Usually, what comes to mind when we think about Tossa are its coastline, its beaches and its bustle. We picture the fun, lively town with the beautiful old quarter that one can’t help falling in love with. But do you know the story behind the architectural jewel in Tossa’s crown: Tossa Castle? Read on to find out more!
Tossa Castle, declared a national monument in 1931, dates to the 12th century when the abbot of Ripoll built it as a defence against the pirates who would raid up and down the coast. Even local fishermen would pay the “castellatge del peix“: a type of tax that enabled them to fish nearby waters under the castle’s protection.
Relatively little remains of the original castle which was situated where the lighthouse is now. However, significant parts of the gothic Church of Sant Vicenç can still be seen.
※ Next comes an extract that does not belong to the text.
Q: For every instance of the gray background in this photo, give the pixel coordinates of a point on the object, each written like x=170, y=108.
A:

The original layout of Tossa Castle included seven towers, of which three still conserve their own identity:
– The Tower of Joanàs, on the eastern side, was built close to the rocks, affording it fabulous views.
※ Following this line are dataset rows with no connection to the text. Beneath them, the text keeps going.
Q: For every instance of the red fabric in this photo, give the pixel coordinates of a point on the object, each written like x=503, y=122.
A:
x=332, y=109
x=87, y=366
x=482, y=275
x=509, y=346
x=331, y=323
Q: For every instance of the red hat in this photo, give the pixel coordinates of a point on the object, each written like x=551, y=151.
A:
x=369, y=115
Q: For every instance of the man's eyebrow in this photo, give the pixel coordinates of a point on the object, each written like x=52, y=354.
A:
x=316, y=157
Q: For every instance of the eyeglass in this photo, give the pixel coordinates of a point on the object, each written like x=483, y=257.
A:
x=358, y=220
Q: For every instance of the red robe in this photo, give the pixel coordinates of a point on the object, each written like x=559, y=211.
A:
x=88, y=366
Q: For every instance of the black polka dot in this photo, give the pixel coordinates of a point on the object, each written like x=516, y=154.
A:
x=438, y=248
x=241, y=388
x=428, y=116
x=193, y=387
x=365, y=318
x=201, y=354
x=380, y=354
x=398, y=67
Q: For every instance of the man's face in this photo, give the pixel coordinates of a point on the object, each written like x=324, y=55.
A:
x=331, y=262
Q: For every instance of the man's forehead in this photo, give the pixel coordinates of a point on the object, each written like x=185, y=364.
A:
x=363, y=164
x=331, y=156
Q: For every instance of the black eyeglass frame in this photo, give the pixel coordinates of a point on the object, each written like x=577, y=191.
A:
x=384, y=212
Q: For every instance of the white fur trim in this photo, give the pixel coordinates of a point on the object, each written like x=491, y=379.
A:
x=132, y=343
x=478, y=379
– The Clock Tower or Tower of Time, in the centre, near the town entrance.
– The gothic-style Stone or Homage Tower, on the western side, beside the Governor’s Palace, houses the Municipal Museum.
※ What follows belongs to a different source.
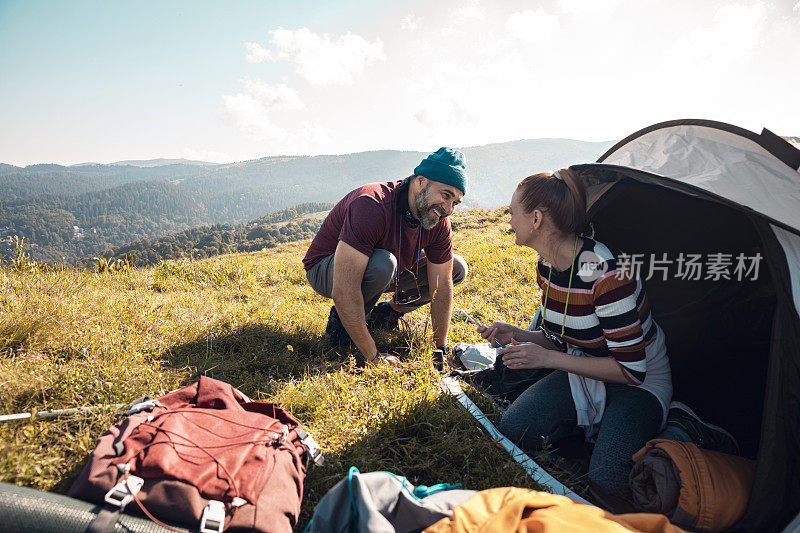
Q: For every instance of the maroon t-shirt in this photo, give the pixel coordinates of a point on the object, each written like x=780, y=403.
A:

As well as defending the town from piracy, Tossa Castle, also played an important role in the War of Independence against the French in the 19th century. Its strategic geographical location meant it could afford protection to the whole bay.
Inside, the construction is equally remarkable. The Plaza de Armas contains a staircase that takes you to the beautiful Camino de Ronda coastal path, where you can conclude your historical walk with fabulous views.
Because of how easy and family-friendly it is, a visit to Tossa Castle has become one of the activities most frequently recommended by Camping Cala Llevadó to its guests. The walk has something for everything: history buffs, pirate-obsessed kids and anyone who simply appreciates a stunning view.